Isn’t testing for over-fit-ness different from testing for robustness?
Being over-fit has to do with having too few data points and too many rules. You test for it by setting aside data for out-of-sample testing. Such as designing and optimizing with even stocks then testing with odd stocks. Or designing with small caps and testing with mid caps. When we get international stocks it will be a tremendous value, if for nothing other than out-of-sample testing.
Robustness has to do with the results being insensitive to variation. But there is a wide variety of variation that you can cover. You can vary: the rank weightings, the buy rules, the sell rules, the universe, the number of positions, etc. Wherever you have a number, you can vary it. If you have a rule like PE < 13, the way to vary it is to try PE < 12, then PE < 14, etc. If you vary factor A by 10% and the results change by 50%, and if you vary factor B by 10% and the results change by 1%, then the system is robust to factor B but fragile to factor A. (This assumes varying your factors by 10% is reasonable, which you have to justify that 10% is better than, say 5%).
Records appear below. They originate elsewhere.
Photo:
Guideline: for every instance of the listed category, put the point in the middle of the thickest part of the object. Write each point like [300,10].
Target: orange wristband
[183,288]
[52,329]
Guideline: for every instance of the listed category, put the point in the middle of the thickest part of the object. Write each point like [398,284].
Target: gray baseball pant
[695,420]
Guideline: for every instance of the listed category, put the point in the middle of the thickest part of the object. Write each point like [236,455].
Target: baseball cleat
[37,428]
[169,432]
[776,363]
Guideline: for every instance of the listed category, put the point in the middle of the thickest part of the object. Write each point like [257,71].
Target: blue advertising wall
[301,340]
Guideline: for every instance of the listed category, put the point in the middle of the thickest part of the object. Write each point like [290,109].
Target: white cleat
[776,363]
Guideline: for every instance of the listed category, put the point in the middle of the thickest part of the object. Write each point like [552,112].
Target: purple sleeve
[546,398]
You also may want robustness to macro economic conditions. In which case you need more data that covers more different types of environments.
It’s not clear what using Random < 0.8 actually tests for. It pushes you down the ranking system, right? So it’s like randomly removing highly ranked stocks that you would have bought. Does this test for over-fitting or robustness. I’m scratching my head. It doesn’t actually vary the rank weights or the rules. I guess it’s varying the universe. So at best, it varies one dimension, but leaves all other dimensions fixed. As we know, each model is multi-dimensional, and it’s very easy to unintentionally neglict important dimensions.
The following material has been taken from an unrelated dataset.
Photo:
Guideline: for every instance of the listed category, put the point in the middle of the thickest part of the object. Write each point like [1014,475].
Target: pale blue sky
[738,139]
And the future can always change in unpredictable ways that no amount of statistical rigor can account for. But if a model is over-fit or fragile, then you shouldn’t even consider it, because it’s not realistic. So statistical rigor is necessary, but not sufficent, for a model to work in real time.
Seems like “over-fit” is a clear, unambiguous term. If you have two data points and fit a quadratic equation through it, it is over fit, no confusion there. Robustness is much more murky. Robust to what? Robust to the collapse of capitalism and a returnn of communism? Robust to a nuclear bomb in New York city? Different people will demand different levels of robustness, just like different people have different risk requirements.